C’est clair : le gouvernement attend de voir si les salariés s’ébranlent à leur tour et se joignent massivement à la jeunesse. Ils veulent voir, Villepin, Chirac et Sarkozy ? Et bien, montrons-leur. Montrons-leur que le combat de nos gosses qui manifestent depuis des semaines est aussi le nôtre. Que nous ne sommes plus prêts à accepter la précarité, pas plus celle des jeunes que celle de toutes les générations de travailleurs. Que les travailleurs peuvent montrer leur force pour faire reculer le gouvernement et le patronat sur la précarité, l’emploi et les bas salaires. Car tout est lié.

Le début d’une lutte générale contre la précarité, le chômage et les bas salaires

Le projet de Villepin est une attaque grave, à la fois contre la jeunesse et contre le monde du travail. Le CPE, ce contrat qui permettrait aux patrons de licencier sans motif, jusqu’à deux ans après l’embauche, les jeunes de moins de 26 ans, est absolument inacceptable. Même en y intégrant les vagues « aménagements » que commencent à proposer les politiciens qui évoquent la réduction de la période d’essai à un an.

Le Contrat première embauche est aussi une menace par ce qu’il prépare contre tous les salariés. Le CPE ne fait que confirmer, après le Contrat nouvelle embauche (CNE) adopté l’été dernier, que c’est tout simplement le CDI que le gouvernement cherche à remettre en cause : vers un projet de « contrat unique » qui repose dans les cartons gouvernementaux et qui s’attaquera à tous les travailleurs. C’est pourquoi, au-delà du CPE, le mouvement actuel est en vérité une lutte générale et profonde contre la précarité, contre le chômage, contre le climat social de plus en plus étouffant que nous imposent les patrons et le monde politique depuis tant d’années.

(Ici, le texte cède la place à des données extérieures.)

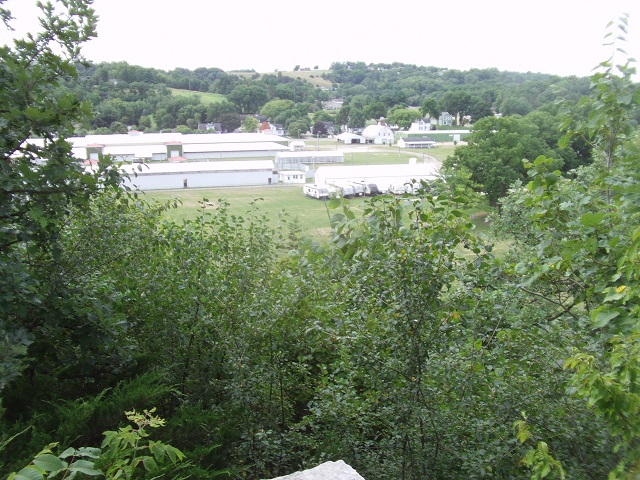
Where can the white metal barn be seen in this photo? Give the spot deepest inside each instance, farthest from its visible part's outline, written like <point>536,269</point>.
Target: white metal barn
<point>164,146</point>
<point>385,177</point>
<point>292,176</point>
<point>291,160</point>
<point>164,176</point>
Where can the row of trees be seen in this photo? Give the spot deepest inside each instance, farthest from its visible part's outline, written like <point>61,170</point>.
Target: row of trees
<point>125,95</point>
<point>402,345</point>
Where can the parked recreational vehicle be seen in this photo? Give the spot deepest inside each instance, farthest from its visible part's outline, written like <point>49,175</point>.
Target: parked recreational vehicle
<point>345,189</point>
<point>318,191</point>
<point>371,189</point>
<point>359,189</point>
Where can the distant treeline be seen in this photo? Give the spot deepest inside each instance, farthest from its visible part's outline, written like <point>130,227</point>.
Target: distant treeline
<point>128,96</point>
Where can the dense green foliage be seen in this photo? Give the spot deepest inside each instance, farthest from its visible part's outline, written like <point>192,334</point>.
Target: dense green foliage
<point>403,345</point>
<point>126,95</point>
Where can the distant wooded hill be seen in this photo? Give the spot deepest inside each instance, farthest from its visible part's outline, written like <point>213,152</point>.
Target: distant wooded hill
<point>127,96</point>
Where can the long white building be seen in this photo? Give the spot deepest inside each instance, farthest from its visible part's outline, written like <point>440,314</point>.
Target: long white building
<point>386,177</point>
<point>166,176</point>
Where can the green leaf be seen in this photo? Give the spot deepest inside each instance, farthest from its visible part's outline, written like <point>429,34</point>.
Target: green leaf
<point>563,142</point>
<point>29,473</point>
<point>602,317</point>
<point>49,463</point>
<point>591,219</point>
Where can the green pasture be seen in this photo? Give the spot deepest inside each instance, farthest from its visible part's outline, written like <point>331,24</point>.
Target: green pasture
<point>276,201</point>
<point>205,98</point>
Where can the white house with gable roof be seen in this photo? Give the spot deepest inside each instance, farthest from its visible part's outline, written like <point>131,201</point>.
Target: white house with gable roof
<point>380,134</point>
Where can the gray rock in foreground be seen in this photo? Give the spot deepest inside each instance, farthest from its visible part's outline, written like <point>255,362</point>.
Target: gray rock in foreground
<point>326,471</point>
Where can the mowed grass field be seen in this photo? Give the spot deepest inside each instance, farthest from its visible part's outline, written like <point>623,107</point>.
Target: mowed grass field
<point>313,216</point>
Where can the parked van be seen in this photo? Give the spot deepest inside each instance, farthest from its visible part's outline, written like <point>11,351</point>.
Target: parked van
<point>345,189</point>
<point>318,191</point>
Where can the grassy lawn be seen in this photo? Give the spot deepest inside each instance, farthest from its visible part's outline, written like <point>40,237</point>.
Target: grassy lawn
<point>205,98</point>
<point>311,76</point>
<point>273,200</point>
<point>312,215</point>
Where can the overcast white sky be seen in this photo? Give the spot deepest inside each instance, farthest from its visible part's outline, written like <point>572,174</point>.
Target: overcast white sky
<point>562,37</point>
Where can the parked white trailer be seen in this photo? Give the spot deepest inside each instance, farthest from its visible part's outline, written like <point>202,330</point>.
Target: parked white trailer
<point>321,192</point>
<point>345,189</point>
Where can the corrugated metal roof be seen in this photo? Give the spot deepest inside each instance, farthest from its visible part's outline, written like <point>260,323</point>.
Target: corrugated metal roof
<point>197,167</point>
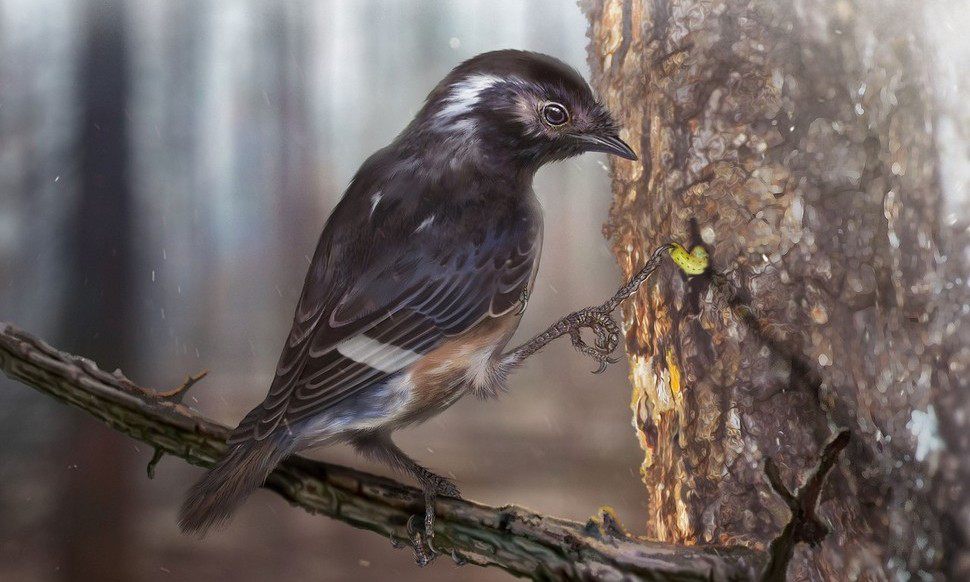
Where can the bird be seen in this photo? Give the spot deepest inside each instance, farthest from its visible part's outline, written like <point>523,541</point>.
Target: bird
<point>420,276</point>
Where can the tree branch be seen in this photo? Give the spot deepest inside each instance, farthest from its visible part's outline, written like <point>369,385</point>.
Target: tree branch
<point>514,539</point>
<point>804,525</point>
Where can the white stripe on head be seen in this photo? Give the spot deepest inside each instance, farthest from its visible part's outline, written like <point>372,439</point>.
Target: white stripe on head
<point>380,356</point>
<point>374,201</point>
<point>464,95</point>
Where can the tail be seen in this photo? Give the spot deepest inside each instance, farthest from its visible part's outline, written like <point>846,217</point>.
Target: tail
<point>241,471</point>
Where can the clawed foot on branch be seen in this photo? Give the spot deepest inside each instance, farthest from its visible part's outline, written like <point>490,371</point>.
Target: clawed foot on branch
<point>601,322</point>
<point>420,539</point>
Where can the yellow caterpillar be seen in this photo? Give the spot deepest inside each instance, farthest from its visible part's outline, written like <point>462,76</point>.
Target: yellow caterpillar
<point>694,262</point>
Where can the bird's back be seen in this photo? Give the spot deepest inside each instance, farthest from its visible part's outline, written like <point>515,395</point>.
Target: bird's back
<point>406,263</point>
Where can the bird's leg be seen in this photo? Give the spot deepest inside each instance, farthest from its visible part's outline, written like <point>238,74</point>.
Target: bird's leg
<point>381,448</point>
<point>599,318</point>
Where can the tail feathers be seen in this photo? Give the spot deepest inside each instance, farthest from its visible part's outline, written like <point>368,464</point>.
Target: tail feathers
<point>241,471</point>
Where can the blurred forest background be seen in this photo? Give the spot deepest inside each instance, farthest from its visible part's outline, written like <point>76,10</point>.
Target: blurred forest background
<point>165,169</point>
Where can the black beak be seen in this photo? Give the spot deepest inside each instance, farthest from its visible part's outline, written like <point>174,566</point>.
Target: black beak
<point>611,144</point>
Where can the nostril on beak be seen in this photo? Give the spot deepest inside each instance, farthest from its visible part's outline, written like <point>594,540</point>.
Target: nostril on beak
<point>611,144</point>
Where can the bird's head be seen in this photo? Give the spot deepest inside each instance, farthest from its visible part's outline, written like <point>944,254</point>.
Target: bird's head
<point>520,107</point>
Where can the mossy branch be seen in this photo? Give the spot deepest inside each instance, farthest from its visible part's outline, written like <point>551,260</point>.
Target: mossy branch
<point>514,539</point>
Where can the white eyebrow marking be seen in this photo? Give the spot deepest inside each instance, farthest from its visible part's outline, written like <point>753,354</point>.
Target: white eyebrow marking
<point>377,355</point>
<point>374,201</point>
<point>425,223</point>
<point>464,95</point>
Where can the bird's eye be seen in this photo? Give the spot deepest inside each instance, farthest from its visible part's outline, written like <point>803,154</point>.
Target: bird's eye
<point>555,114</point>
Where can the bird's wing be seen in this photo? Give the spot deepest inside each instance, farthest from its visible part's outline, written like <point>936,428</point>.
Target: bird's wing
<point>393,314</point>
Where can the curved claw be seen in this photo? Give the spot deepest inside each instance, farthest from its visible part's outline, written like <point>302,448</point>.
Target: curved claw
<point>410,526</point>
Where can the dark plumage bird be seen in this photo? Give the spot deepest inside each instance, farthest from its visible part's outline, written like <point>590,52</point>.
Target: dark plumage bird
<point>420,276</point>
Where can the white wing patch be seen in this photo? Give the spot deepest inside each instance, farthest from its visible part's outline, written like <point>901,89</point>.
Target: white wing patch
<point>377,355</point>
<point>464,95</point>
<point>374,201</point>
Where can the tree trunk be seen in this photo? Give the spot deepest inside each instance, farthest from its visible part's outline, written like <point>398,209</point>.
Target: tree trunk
<point>795,140</point>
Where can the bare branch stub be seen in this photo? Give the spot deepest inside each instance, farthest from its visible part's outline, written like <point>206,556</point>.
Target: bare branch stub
<point>519,541</point>
<point>178,393</point>
<point>804,525</point>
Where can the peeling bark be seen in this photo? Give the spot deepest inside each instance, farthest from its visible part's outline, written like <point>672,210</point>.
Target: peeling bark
<point>795,139</point>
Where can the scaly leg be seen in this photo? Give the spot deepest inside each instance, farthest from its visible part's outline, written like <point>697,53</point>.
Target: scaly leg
<point>599,318</point>
<point>380,447</point>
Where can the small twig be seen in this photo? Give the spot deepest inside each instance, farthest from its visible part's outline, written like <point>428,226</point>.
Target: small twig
<point>804,525</point>
<point>597,318</point>
<point>156,457</point>
<point>176,395</point>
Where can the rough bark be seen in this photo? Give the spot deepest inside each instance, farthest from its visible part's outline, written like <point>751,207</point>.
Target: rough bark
<point>514,539</point>
<point>795,139</point>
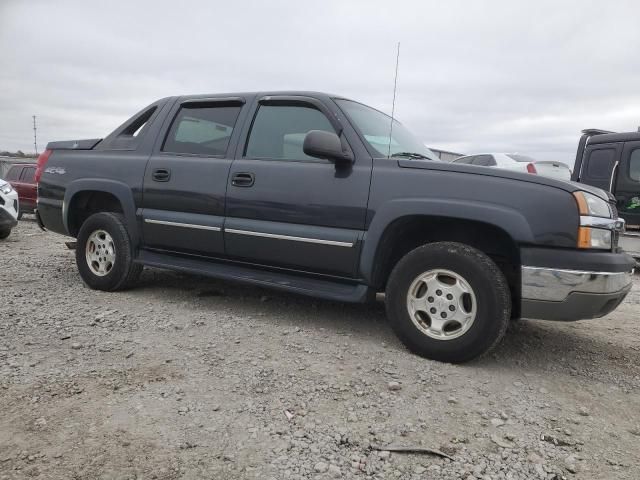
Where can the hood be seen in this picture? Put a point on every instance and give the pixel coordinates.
(567, 185)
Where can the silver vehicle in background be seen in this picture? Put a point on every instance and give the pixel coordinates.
(519, 163)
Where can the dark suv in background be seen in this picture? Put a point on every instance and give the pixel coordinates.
(21, 176)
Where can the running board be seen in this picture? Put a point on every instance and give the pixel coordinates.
(314, 287)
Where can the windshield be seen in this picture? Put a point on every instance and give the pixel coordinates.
(520, 158)
(374, 127)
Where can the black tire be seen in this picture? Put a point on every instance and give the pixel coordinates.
(124, 273)
(493, 301)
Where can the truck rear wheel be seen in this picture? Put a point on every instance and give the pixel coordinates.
(448, 301)
(104, 254)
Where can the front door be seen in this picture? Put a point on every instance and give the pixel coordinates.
(289, 210)
(186, 178)
(627, 184)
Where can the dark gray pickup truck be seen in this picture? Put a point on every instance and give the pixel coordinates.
(311, 193)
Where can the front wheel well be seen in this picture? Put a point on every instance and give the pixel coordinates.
(86, 203)
(408, 233)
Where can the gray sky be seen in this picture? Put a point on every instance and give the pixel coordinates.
(474, 75)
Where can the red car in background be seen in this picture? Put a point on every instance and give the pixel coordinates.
(21, 176)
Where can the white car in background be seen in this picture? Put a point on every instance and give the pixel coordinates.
(8, 209)
(518, 163)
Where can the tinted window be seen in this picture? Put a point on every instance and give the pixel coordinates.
(28, 175)
(278, 131)
(13, 173)
(601, 163)
(204, 130)
(634, 166)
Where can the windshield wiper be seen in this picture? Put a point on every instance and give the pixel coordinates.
(411, 155)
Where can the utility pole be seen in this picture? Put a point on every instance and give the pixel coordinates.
(35, 140)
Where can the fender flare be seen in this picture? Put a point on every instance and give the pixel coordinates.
(499, 216)
(120, 190)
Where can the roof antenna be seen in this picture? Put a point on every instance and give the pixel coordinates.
(393, 105)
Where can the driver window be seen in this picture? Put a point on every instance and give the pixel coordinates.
(278, 131)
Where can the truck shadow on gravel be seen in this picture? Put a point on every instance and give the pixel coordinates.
(529, 344)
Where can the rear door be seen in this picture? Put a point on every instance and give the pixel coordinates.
(286, 209)
(13, 177)
(599, 161)
(28, 188)
(186, 177)
(627, 184)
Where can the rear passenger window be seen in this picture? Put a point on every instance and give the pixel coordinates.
(634, 166)
(202, 130)
(28, 175)
(601, 163)
(13, 173)
(278, 131)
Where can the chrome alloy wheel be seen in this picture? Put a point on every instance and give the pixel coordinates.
(100, 253)
(441, 304)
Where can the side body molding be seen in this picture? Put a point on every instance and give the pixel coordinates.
(120, 190)
(505, 218)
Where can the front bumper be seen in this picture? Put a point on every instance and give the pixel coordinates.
(567, 294)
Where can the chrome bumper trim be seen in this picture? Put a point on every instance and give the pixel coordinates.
(555, 285)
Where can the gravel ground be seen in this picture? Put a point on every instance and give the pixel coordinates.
(185, 377)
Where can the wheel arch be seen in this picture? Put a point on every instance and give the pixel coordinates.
(495, 230)
(85, 197)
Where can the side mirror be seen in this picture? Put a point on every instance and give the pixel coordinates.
(321, 144)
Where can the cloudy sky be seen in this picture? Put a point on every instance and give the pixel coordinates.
(474, 75)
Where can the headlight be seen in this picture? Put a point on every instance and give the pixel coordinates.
(589, 237)
(593, 206)
(596, 224)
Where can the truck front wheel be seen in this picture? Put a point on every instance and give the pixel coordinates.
(104, 254)
(448, 301)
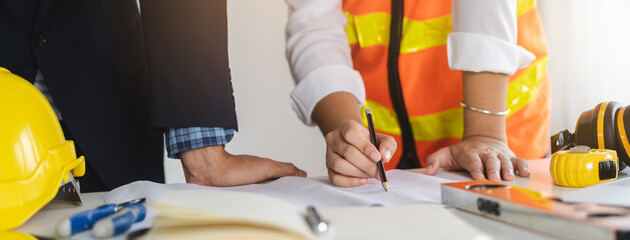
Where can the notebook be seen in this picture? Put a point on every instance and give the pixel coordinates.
(208, 214)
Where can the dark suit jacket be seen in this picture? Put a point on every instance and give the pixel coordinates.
(119, 79)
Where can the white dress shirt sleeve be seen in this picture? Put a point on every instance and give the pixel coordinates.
(484, 37)
(319, 55)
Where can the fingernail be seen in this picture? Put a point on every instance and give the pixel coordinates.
(387, 155)
(375, 156)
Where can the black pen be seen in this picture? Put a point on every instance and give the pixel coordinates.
(379, 164)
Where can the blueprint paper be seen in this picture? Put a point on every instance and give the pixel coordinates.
(405, 188)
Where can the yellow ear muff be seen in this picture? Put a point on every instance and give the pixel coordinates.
(623, 131)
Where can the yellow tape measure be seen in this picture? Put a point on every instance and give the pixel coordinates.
(581, 166)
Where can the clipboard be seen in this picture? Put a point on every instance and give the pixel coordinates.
(535, 211)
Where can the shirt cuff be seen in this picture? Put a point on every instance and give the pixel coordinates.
(483, 53)
(182, 139)
(322, 82)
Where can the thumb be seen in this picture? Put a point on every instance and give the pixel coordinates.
(435, 159)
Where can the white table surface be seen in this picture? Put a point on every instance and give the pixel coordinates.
(44, 222)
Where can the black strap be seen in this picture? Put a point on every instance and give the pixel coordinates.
(409, 157)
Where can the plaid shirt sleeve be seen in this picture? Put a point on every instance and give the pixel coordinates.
(182, 139)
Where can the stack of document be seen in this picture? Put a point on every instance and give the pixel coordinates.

Le moment où jamais de changer le rapport des forces en faveur des travailleurs !

Cette lutte a pris aujourd’hui une ampleur qu’on n’avait pas vue depuis très longtemps. Alors que, depuis des années, le gouvernement croyait pouvoir cogner sans se poser de questions, il commence à recevoir des coups à son tour. Chaque fois que Villepin affiche son obstination, il reçoit comme réponse, de la part du mouvement de la jeunesse, toujours plus de détermination.

Cette combativité de la jeunesse, c’est une vraie chance. Des dizaines de milliers d’étudiants et de lycéens se sont jetés dans la bataille avec leur énergie, leur colère, leur générosité, leur refus de se résigner. C’est grâce à leur entêtement que les directions syndicales ont bien dû finir par s’y mettre aussi. Et on peut compter sur la jeunesse pour ne pas en rester là : la coordination nationale étudiante réunie le week-end dernier a d’ailleurs d’ores et déjà lancé des appels à se mobiliser non seulement mardi 28 mars, mais aussi le 30 mars, le 4 avril... jusqu’à la victoire.

A commencer par le 28 mars. Avec cette journée de manifestations mais aussi de grèves, nous tenons une vraie possibilité de faire franchir un cap au mouvement. Si le monde du travail s’y met, ce n’est plus seulement l’écurie présidentielle de Villepin ou celle de Sarkozy qui devront se faire du souci, c’est le monde patronal qui va avoir des suées. Si l’on construit le mouvement d’ensemble maintenant, il ne nous faudra plus longtemps pour faire plier le gouvernement sur le CPE... et sur bien d’autres choses.